Despite the broader bullish trend, Friday’s price action was relatively subdued, forming a narrow Doji candlestick pattern. This reflected a temporary pause in momentum rather than a reversal, as the overall market structure remained constructive for further gains. However, technical indicators continued to point toward overbought conditions, suggesting that traders may become increasingly cautious at elevated levels. Concerns about potential intervention from Japanese authorities also contributed to the restrained trading activity.
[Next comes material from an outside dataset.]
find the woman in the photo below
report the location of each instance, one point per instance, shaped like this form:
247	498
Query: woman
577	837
Japanese officials have repeatedly expressed concern over the yen’s rapid depreciation. The country’s Finance Minister reiterated that authorities are prepared to take decisive measures if currency movements become excessive or disorderly. These warnings have kept intervention risks firmly on traders’ radar, especially as the exchange rate approaches levels that previously prompted government action. Market participants remain alert for any signs of direct intervention aimed at stabilizing the currency.
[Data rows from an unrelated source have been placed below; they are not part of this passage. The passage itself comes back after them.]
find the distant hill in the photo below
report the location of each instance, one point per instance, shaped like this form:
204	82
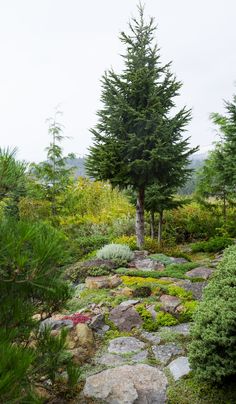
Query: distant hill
196	162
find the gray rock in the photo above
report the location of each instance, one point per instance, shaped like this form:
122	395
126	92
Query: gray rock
169	303
182	329
200	272
152	337
139	357
147	264
98	325
128	303
152	310
109	359
179	367
178	260
139	384
55	324
124	345
164	353
125	318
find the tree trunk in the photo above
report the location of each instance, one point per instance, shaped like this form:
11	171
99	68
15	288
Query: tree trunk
152	224
140	218
224	207
160	227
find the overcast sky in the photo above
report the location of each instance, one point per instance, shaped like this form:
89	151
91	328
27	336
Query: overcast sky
55	52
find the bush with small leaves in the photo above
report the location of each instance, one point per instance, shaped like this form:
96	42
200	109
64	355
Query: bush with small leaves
212	352
115	251
215	244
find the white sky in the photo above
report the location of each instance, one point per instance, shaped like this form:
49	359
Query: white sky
55	52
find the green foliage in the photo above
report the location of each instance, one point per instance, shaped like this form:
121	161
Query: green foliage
130	241
189	390
115	251
212	351
180	292
188	310
51	353
142	291
162	319
161	258
215	244
165	319
191	222
53	175
14	366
At the same time, some investors believe Japanese authorities may continue relying on verbal warnings rather than immediate market action. Under this scenario, the yen could weaken further, potentially allowing USD/JPY to break decisively above the 162.00 threshold. Such an outcome would likely attract additional momentum-driven buying, particularly if US economic data and Federal Reserve policy expectations continue to favor the dollar.
On Monday, the Japanese yen traded around 161.5 per dollar, hovering near its weakest level since 1986. The currency has now erased all the gains achieved after the record-sized intervention conducted on April 30. Although the Bank of Japan has continued its policy normalization efforts, including a recent 25-basis-point rate increase that lifted interest rates to 1%, the yen remains under pressure. Persistent carry-trade demand and the substantial interest-rate differential between Japan and the United States continue to encourage investors to maintain short yen positions, limiting the impact of both policy tightening and official warnings.